Analysis Of Two Mathematical Models Of Tumor Growth Effected By Immune Cells

In this paper, we study two models of tumor growth effected by immune cells, strictly analyzing the well-posedness of the solution: existence and uniqueness of the global solution for strongly coupled parabolic PDEs, and global existence for a free boundary problem. This paper consists of three chapters.In chapter 1, We make an introduction which involves background of the subject, current situation and significance of the subject, and relevant notions and preliminary lemmas.In chapter 2, a mathematical model of immune cells inhibiting tumor immune evasion is studied. The model involves strongly coupled parabolic PDEs. Applying the parabolic Lp-theory、Schauder-estimate and Banach Fixed Point Theorem, we prove that the problem has an unique local solution.

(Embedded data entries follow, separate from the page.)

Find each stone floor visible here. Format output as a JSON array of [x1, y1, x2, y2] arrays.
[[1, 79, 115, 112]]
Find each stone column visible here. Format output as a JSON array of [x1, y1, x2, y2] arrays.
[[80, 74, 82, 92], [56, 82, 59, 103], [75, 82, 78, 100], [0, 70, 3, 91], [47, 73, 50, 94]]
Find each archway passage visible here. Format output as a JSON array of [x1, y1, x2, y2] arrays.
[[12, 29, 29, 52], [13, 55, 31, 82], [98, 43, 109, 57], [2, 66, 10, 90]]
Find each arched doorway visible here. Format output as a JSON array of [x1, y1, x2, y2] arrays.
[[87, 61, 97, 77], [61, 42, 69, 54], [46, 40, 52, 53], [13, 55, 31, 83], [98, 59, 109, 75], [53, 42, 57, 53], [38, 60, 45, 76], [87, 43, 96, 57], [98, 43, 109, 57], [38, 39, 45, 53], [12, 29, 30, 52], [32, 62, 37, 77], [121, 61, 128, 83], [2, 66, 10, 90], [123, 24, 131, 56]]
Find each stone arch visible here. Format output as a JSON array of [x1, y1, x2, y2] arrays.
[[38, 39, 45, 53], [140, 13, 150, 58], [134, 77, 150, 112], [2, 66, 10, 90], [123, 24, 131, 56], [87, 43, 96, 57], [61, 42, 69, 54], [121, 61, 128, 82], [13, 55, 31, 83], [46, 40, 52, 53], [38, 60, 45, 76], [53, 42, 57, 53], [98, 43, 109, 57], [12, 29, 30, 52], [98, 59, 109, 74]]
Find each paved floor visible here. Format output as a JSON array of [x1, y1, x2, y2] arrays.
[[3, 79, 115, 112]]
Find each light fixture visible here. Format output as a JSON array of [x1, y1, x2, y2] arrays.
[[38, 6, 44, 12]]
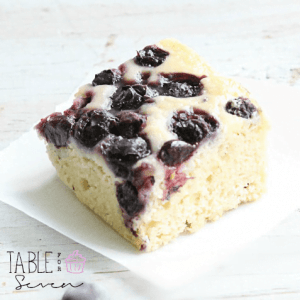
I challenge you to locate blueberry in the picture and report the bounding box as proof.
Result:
[74,109,117,148]
[36,113,75,148]
[111,85,147,110]
[158,140,196,167]
[100,134,151,178]
[92,69,122,86]
[156,73,206,98]
[225,97,257,119]
[117,180,144,217]
[134,45,169,67]
[172,109,219,144]
[111,111,146,138]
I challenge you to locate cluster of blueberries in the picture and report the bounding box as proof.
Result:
[37,45,256,216]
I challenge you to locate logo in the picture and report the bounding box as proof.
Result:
[65,250,86,274]
[7,250,86,291]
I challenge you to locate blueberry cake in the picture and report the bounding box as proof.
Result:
[36,39,268,251]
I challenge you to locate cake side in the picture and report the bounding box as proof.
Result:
[47,144,144,249]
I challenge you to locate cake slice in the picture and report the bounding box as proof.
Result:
[36,39,268,251]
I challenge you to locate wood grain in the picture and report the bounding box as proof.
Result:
[0,0,300,300]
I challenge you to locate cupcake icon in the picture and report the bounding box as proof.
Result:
[65,250,86,274]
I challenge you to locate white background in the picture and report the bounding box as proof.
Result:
[0,0,300,300]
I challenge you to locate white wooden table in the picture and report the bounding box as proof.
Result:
[0,0,300,300]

Then by continuation method, we prove that the local solution is global.In chapter 3, we study a free boundary problem of breast tumor growth inhibited by macrophages. This problem is a mathematical model consisting of nine strongly coupled parabolic PDEs and an ODE. Firstly, this free boundary problem is transformed into an initial-boundary value problem in a fixed domain. Then, applying the parabolic Schauder-estimate theory, we prove that the free boundary problem exists global solution by using Schauder Fixed Point Theorem.